Enter Alice (Anna Kendrick) and Tatiana (Aubrey Plaza), two very un-nice girls (hot mess would be the most appropriate description) who see the boys’ offer as an opportunity to escape their miserable lives. After a quick makeover to hide their true trashy selves, Tatiana organises a “chance” encounter with Mike and Dave to ensnare the advertised vacation, under the guise of actually being romantically interested in the two dimwits. Again, what could possibly go wrong?

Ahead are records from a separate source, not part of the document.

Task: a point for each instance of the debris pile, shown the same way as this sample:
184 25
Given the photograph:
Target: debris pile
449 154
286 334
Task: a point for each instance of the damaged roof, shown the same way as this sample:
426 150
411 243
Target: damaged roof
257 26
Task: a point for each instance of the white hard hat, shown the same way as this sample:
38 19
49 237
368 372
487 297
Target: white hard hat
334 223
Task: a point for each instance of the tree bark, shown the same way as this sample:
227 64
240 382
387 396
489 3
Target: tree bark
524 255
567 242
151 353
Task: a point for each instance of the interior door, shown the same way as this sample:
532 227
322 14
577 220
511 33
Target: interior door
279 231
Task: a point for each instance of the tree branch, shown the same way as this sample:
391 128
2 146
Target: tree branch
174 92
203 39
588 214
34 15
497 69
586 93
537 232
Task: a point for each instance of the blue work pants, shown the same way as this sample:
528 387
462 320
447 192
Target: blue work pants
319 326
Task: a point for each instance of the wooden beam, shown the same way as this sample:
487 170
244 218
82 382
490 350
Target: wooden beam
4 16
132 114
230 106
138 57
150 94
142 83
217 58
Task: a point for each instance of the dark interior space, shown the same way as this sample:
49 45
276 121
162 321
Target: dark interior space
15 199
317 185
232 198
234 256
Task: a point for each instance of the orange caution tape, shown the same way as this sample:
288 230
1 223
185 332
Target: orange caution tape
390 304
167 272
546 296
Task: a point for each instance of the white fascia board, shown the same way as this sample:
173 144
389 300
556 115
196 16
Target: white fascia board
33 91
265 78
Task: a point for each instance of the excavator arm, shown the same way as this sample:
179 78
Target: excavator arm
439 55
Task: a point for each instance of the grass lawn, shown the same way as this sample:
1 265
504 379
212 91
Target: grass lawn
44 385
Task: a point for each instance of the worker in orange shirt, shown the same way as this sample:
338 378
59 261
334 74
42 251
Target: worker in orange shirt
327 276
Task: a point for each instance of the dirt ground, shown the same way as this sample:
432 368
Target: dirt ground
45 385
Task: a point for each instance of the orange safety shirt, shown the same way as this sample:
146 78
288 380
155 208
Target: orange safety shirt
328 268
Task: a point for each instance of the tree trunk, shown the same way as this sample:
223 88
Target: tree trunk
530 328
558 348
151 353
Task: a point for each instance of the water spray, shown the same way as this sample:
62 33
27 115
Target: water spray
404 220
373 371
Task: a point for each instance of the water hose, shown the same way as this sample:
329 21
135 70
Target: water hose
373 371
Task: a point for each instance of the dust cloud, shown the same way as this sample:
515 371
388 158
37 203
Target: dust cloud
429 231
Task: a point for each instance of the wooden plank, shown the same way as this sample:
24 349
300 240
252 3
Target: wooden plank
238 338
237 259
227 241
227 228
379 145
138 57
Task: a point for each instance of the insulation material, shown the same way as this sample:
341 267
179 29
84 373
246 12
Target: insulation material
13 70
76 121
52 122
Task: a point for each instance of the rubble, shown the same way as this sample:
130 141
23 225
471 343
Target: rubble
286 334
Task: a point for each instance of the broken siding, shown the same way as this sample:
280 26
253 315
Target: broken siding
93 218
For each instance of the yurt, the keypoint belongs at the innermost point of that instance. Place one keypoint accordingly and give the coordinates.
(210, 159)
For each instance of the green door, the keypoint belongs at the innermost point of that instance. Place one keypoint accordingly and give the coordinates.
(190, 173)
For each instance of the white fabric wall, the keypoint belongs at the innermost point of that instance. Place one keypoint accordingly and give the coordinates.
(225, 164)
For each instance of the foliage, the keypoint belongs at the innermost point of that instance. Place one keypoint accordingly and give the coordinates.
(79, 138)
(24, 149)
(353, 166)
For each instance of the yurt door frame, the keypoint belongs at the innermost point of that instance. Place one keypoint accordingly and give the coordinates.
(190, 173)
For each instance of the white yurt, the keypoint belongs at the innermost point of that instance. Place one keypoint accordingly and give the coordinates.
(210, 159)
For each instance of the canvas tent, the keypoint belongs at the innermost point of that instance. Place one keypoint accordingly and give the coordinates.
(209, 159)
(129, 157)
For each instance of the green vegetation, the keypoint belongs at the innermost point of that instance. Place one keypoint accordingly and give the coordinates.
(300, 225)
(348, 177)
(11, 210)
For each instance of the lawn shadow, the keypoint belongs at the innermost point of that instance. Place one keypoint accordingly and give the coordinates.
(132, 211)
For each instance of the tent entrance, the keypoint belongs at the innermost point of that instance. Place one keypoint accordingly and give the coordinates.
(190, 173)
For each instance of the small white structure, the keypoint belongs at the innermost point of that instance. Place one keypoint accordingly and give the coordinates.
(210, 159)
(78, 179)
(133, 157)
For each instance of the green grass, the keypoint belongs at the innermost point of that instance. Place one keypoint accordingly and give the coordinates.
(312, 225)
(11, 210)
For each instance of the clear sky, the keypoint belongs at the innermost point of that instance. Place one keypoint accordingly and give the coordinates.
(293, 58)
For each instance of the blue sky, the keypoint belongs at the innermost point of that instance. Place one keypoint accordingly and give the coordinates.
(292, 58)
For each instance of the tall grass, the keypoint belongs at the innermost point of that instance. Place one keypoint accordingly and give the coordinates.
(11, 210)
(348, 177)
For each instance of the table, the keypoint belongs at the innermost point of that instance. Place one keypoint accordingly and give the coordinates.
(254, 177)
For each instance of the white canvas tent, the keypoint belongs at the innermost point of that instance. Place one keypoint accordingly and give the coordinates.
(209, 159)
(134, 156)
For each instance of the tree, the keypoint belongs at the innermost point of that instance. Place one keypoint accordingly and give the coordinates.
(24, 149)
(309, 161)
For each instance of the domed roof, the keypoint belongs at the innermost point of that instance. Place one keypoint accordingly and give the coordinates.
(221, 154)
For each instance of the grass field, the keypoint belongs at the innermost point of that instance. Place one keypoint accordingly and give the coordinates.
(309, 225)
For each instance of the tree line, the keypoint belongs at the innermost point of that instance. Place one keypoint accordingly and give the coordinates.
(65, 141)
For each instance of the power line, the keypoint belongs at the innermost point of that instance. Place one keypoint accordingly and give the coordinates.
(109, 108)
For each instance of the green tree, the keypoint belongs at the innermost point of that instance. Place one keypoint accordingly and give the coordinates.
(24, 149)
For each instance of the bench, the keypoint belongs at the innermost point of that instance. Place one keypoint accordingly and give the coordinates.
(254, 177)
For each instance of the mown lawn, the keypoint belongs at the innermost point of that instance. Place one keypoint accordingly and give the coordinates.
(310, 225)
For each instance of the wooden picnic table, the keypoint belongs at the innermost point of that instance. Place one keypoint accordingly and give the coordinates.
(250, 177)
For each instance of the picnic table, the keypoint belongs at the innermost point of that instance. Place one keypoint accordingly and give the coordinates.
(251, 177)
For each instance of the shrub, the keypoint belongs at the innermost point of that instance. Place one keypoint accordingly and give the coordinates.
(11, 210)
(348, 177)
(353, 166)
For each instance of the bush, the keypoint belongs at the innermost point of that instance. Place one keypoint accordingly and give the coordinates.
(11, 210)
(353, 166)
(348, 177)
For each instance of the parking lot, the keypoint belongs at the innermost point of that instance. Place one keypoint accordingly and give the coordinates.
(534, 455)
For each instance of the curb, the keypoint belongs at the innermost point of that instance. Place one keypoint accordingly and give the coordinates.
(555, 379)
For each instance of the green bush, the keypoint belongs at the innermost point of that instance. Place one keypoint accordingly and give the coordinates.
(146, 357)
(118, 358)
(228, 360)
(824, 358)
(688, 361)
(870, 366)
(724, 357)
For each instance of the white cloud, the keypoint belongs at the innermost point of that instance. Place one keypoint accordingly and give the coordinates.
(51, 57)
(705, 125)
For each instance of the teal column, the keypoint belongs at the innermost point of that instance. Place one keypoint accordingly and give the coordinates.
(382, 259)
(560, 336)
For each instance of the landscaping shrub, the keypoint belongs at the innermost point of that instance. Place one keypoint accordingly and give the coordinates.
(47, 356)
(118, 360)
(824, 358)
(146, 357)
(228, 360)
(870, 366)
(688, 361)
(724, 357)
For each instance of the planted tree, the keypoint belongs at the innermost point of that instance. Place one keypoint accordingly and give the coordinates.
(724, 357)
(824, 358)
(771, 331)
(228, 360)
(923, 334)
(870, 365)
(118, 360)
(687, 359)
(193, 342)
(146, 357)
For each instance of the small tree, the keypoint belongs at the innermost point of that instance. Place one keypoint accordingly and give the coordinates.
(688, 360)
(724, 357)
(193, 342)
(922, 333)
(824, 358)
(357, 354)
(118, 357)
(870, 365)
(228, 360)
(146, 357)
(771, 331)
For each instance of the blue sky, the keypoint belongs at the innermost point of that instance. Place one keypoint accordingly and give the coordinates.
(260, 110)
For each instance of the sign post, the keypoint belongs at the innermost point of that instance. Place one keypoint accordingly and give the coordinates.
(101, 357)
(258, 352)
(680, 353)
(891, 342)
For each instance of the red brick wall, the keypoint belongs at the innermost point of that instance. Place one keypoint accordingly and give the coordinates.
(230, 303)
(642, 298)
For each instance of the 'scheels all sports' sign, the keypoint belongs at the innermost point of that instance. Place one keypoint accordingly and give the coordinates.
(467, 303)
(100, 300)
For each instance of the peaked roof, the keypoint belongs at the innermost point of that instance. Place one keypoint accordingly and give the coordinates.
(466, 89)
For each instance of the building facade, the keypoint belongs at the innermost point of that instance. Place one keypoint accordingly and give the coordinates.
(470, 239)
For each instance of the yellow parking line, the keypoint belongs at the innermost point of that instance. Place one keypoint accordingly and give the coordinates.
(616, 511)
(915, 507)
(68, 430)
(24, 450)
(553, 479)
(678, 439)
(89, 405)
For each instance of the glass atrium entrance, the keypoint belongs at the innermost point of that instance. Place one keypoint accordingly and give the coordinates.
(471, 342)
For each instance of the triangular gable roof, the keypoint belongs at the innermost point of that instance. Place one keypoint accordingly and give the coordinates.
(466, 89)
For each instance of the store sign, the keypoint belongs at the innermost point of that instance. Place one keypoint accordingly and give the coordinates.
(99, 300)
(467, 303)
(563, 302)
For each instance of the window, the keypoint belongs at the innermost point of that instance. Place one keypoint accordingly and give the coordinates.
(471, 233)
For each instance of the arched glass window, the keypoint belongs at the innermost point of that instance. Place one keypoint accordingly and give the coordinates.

Well, pretty much everything, including the movie going completely off the rails. We’re left to suffer through a relentless parade of raucous gags, each attempting to up-the-stakes in shock-value, but each falling completely flat and winding up mercifully unfunny. And what’s worse is the film’s incessant need to continually mention these events ad nauseum, in a strange attempt to somehow make them funnier in retrospect. They’re not. At all.
Particularly loathsome is a sequence featuring the bride-to-be receiving a tantric (i.e. orgasm-inducing) massage, thanks to an arrangement with the masseuse by Alice. How thoughtful of her. I’m no prude, but this bizarre display makes for extremely uncomfortable viewing, despite its desperate attempt to be the “moment” of the film. It may be, but for all the wrong reasons.
Ultimately the film’s failure falls to the actors. Efron once again delivers the same basic straight-man character he’s been trotting out for the past few years, while reminding us his only talent may be removing his shirt. Devine continues his attempt to be the millennial Jack Black, except far louder and far more annoying. Kendrick tries her best, but she’s far better than this, and she knows it. Likewise with Plaza, whose blunt sarcasm and sharp wit are one of the film’s few bright points.
While Mike and Dave Need Weddings Dates tries everything it can to be this generation’s Wedding Crashers (the film is even mentioned, in a bad attempt at meta-humour), it really only succeeds in making you love that film even more. This is a wedding film you’d be smart to RSVP “no” to.